Germen de Dios, semilla del diablo, es una obra intensa, emocionante y magnífica que cautivará al lector desde las primeras páginas, conduciéndole a través de una aventura entrañable al centro mismo del ser humano, de esta criatura en la que Dios y su diablo pusieron cuanto le conforma: amor y odio, lealtad y traición, fe y desesperanza, heroísmo y cobardía, y, sobre todo lo demás, instinto y razón. El escenario es una de las etapas más convulsas de nuestra Historia reciente, desde la Dictadura de Primo de Rivera hasta ese 6 de agosto del 45 en que los Estados Unidos nos impusieron el imborrable baldón y la insoportable vergüenza de pertenecer al género humano. Marco éste que ni pintiparado para que el hombre muestre lo mejor y lo peor de cuanto hay en él: su condición de ser el portador del germen de Dios o, por el contrario, de la semilla del diablo.

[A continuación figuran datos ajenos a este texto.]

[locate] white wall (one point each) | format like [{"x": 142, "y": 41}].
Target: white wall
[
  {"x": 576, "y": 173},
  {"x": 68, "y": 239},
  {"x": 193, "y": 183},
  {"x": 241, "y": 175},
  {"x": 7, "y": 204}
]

Los personajes que conforman esta novela son hombres y mujeres de dos sociedades que conviven ignorándose: la rural y la urbana, la burguesa y la proletariada, y, cómo no, la instruida y la iletrada. Y en el centro de ella, como un espejo en el que nos miramos: los Montoro. Ellos son nuestra suma o nuestra resta, y es a su través como podemos hurgar con el dedo, levantando las costras de apariencia bajo las que falsariamente ocultamos nuestra verdadera naturaleza.
El argumento discurre por hechos que se suceden trepidantemente, arrastrádonos, dejándonos inermes ante nosotros mismos, o conduciéndonos sin consentimiento por los prados del amor o los quebrachos del odio. Y en lo más alto de él: los niños. Esa cumbre a la que miramos futurariamente, ignorando a veces que ellos son nuestro legado y nuestro balance.